とうもろこし(コーン)はメソアメリカの食事の主要な食材であり、先住民の宗教的な信念の重要な要素でした。アステカ文化では、とうもろこしとその成長サイクルの特定の側面が美しく強力な神々の形で表現されました。これには、「シンテオトル」(「神聖なとうもろこし」、若々しい神)や「シロネン」(「新鮮で柔らかいとうもろこし」、純潔な女神)などが含まれます。ここで見られる彫刻はおそらく、熟したとうもろこしを擬人化した女神「チコメコアトル」(「7のへび」)を描いています。

神は膝立ちの姿勢で座り、足を内側に向け、両手に一対のとうもろこしを持ち、頭には「アマカリ」(紙の家)と呼ばれる高い帽子を被っています。各上隅にはピンホイール型のロゼットが飾られ、一群の吹き流しは神の側面と後ろに垂れ下がっています。帽子の中央パネルには、折りたたまれた樹皮紙(アマトル)で作られた装飾があり、その上下にはねじれたロープが飾られています。上部には城壁状の模様と華やかなモチーフのバンドがあり、これらの衣装要素は農業の祭りの際に一般的なものでした。祭りでは、神々の格好をした神官や敵の捕虜が神聖な歌を歌い、踊り、豊かな収穫を得るために犠牲を捧げる儀式が行われました。
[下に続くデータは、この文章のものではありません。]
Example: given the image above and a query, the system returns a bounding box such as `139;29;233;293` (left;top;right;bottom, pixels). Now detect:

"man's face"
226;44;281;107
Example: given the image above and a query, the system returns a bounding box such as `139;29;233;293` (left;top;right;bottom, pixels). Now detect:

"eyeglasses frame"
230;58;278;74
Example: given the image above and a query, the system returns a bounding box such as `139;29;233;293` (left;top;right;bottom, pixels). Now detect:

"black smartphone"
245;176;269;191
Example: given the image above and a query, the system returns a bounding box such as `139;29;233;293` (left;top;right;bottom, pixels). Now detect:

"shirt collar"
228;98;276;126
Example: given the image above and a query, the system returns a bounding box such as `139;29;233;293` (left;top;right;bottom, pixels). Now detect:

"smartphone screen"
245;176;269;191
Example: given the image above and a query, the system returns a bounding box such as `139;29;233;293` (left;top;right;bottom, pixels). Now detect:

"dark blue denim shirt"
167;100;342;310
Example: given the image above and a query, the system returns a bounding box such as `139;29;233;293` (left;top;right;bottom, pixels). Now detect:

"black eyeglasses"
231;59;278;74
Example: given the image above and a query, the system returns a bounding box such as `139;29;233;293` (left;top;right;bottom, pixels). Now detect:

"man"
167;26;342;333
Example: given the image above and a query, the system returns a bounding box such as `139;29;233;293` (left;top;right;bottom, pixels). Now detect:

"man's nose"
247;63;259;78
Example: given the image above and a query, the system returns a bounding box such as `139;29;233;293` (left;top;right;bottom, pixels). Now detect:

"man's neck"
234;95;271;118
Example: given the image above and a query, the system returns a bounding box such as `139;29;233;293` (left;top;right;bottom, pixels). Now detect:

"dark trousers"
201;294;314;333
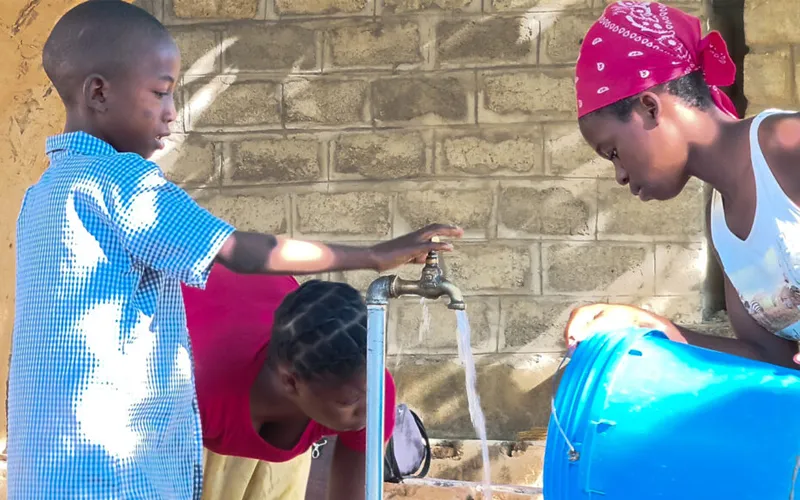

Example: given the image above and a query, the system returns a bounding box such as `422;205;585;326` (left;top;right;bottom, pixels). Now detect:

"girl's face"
295;370;367;432
579;92;689;201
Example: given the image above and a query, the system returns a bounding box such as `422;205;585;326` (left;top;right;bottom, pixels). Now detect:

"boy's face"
579;92;689;201
295;373;367;432
90;39;181;158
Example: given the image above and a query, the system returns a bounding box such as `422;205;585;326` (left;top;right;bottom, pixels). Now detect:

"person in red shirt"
183;266;395;500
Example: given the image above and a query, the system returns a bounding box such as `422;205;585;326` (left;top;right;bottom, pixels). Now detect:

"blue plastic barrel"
544;329;800;500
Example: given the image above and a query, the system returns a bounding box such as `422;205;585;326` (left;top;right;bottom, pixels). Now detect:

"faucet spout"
384;251;466;310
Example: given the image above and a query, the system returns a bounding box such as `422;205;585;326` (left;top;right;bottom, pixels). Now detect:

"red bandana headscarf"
575;0;736;117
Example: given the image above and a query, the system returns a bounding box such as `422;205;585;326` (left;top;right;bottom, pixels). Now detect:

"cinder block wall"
141;0;724;439
744;0;800;114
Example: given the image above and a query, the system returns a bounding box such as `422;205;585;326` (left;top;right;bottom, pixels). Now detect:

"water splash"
456;311;492;500
417;297;431;345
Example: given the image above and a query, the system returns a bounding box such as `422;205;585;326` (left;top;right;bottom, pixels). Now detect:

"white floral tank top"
711;109;800;341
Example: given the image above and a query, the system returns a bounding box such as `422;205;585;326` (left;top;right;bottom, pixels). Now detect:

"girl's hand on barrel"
564;304;667;351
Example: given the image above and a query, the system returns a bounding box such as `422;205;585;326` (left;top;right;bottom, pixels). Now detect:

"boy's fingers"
422;224;464;240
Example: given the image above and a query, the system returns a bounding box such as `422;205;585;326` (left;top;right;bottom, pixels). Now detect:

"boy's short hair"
42;0;172;104
267;280;367;382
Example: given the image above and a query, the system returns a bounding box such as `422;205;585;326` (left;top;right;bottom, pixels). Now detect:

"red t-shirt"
183;265;395;462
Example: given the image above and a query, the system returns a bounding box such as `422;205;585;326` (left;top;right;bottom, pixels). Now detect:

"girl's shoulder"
758;113;800;205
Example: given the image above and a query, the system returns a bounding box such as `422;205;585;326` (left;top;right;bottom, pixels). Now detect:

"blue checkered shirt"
8;132;233;500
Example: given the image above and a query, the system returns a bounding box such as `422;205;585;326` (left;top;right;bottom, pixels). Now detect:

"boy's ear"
83;73;109;113
639;92;662;122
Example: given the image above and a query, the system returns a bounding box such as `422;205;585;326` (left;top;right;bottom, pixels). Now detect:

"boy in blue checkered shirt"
8;1;461;500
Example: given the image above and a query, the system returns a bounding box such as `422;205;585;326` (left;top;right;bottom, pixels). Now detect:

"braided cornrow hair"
267;280;367;381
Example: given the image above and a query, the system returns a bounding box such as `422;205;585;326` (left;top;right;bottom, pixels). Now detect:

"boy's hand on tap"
370;224;464;271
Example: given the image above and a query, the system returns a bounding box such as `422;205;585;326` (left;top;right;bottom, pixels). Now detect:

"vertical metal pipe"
365;276;395;500
365;305;386;500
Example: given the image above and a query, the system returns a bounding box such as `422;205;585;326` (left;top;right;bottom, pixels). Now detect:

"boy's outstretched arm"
216;224;463;275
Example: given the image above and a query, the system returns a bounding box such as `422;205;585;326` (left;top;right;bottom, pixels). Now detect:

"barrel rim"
543;328;667;500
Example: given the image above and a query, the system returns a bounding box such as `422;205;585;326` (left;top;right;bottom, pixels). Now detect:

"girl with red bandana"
565;1;800;367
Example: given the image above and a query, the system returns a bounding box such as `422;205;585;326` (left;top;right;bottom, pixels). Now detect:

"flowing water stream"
418;298;492;500
456;311;492;500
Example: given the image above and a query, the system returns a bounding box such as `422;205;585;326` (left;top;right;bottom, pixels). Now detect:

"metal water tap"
364;239;466;500
367;238;467;311
390;250;466;311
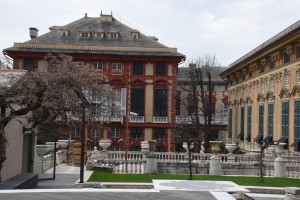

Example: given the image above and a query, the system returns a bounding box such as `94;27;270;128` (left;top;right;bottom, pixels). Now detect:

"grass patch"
88;171;300;187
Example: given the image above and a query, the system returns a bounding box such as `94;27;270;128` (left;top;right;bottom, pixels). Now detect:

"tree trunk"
79;105;85;183
0;122;6;182
188;144;193;180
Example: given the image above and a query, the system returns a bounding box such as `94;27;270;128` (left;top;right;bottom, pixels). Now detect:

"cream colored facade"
222;21;300;153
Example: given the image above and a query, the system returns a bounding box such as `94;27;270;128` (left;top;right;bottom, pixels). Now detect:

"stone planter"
275;143;286;157
99;139;111;151
225;143;237;154
182;142;194;152
209;141;222;152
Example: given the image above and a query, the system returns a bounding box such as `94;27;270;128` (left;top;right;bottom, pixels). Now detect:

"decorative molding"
14;43;177;53
279;88;291;99
266;91;275;101
129;79;147;87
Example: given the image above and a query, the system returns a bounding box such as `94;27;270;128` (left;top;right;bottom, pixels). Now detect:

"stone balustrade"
95;151;300;178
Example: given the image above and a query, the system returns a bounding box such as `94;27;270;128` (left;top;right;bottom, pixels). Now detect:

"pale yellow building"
221;21;300;153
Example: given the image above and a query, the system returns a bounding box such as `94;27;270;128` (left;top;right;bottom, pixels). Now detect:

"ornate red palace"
4;14;185;151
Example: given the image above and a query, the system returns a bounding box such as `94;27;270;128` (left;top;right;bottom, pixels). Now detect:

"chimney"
29;27;39;39
148;36;158;42
189;63;196;69
100;10;113;22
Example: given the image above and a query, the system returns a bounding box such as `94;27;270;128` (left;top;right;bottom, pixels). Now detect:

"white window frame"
111;63;123;71
111;127;120;139
92;62;103;70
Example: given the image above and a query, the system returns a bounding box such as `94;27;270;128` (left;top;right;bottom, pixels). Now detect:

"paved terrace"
0;164;284;200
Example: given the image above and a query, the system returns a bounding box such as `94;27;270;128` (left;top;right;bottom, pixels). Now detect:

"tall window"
155;62;167;76
93;62;103;70
269;60;275;69
132;61;143;75
110;146;120;151
176;91;181;116
24;58;36;71
228;108;232;138
294;101;300;151
268;103;274;137
297;71;300;85
131;88;145;116
269;79;274;93
155;128;166;141
280;101;289;143
187;94;197;114
155;146;166;152
258;104;264;135
111;127;120;139
91;128;100;138
260;83;265;94
71;127;80;140
111;88;122;117
111;63;123;71
283;52;291;63
240;107;245;141
296;46;300;58
130;145;141;151
131;128;142;140
284;74;290;89
154;89;168;117
248;86;252;97
246;106;252;142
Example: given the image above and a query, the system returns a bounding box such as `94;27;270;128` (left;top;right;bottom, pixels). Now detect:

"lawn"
88;171;300;187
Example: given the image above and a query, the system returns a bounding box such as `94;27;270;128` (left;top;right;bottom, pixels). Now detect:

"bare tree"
176;55;219;179
0;51;12;69
0;55;111;180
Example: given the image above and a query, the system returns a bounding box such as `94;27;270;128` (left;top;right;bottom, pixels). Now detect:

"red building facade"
5;14;185;151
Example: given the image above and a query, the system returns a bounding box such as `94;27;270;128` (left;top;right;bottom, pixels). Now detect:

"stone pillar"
284;187;300;200
142;140;158;174
145;156;157;174
274;157;286;177
209;155;221;175
274;143;286;177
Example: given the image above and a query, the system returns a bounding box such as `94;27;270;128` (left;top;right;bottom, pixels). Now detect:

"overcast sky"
0;0;300;66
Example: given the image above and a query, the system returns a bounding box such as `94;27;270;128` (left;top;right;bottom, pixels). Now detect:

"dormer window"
94;32;105;38
107;33;119;38
93;62;103;70
111;63;122;71
60;27;70;37
131;31;140;39
80;32;92;38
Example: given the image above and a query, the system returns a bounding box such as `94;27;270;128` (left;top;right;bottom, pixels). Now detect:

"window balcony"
129;116;145;123
153;116;168;123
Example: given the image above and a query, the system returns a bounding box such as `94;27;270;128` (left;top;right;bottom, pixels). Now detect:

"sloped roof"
221;20;300;77
177;66;226;82
5;13;185;57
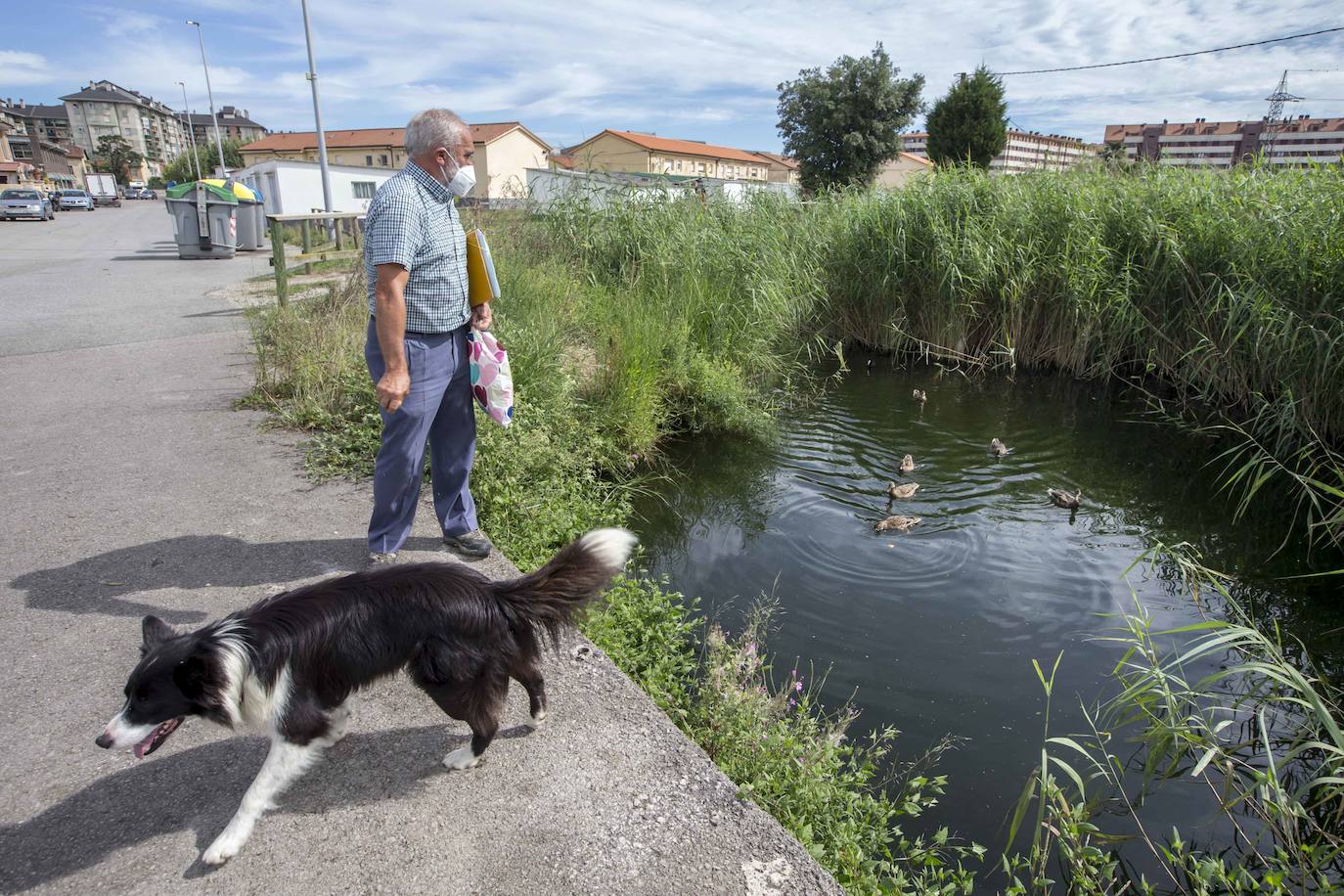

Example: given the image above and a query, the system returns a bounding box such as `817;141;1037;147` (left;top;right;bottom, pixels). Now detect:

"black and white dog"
97;529;636;865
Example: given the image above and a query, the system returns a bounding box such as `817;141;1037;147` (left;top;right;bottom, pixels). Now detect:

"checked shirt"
364;161;471;334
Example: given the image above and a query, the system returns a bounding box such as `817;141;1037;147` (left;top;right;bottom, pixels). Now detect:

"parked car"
61;190;93;211
0;188;55;220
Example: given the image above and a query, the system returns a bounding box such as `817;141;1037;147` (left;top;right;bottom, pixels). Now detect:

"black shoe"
443;529;495;558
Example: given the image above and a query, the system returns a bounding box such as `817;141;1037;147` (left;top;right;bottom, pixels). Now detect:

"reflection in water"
639;360;1344;865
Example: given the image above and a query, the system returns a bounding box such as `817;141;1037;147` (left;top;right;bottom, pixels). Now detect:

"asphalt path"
0;202;837;895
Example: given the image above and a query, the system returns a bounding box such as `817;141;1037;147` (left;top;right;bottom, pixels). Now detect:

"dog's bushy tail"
493;529;639;651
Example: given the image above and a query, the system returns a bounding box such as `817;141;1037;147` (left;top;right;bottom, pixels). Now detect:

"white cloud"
0;50;51;87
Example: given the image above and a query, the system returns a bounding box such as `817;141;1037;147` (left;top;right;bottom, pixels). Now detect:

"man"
364;109;491;564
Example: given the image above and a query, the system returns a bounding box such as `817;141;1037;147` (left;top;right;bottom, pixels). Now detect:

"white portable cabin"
234;158;396;215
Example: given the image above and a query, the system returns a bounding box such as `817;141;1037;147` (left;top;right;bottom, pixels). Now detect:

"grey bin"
238;199;266;252
165;184;240;258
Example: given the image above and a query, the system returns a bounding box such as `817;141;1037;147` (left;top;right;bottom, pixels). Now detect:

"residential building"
241;121;551;202
554;129;770;183
751;151;798;184
901;129;1088;175
234;158;396;215
61;80;187;180
1106;115;1344;168
0;97;69;144
177;106;270;147
874;152;934;190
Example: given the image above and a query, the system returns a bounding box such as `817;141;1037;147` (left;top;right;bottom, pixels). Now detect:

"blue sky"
0;0;1344;149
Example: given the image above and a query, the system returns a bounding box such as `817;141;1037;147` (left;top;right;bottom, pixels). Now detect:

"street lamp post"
299;0;332;211
177;80;201;180
187;19;229;177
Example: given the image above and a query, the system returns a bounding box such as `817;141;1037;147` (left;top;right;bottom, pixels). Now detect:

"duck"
887;482;919;500
1049;489;1083;511
873;515;919;532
ここでは、とうもろこしの経済的な描写が、同一で鈍く、直立した位置に配置されることで、その象徴的な側面を強調し、巨大な紙の冠の垂直な勢いを繰り返しています。とうもろこしのように、女神もまたある程度一般的に描かれています。彼女の個々の特徴(コーヒービーンのような目、細い唇、控えめな鼻)は、ほとんど完全に彼女の複雑で建築的な装飾によって包み込まれています。このように、女神は匿名の母性の力、保護の象徴、農業の多産の具現として概念化されています。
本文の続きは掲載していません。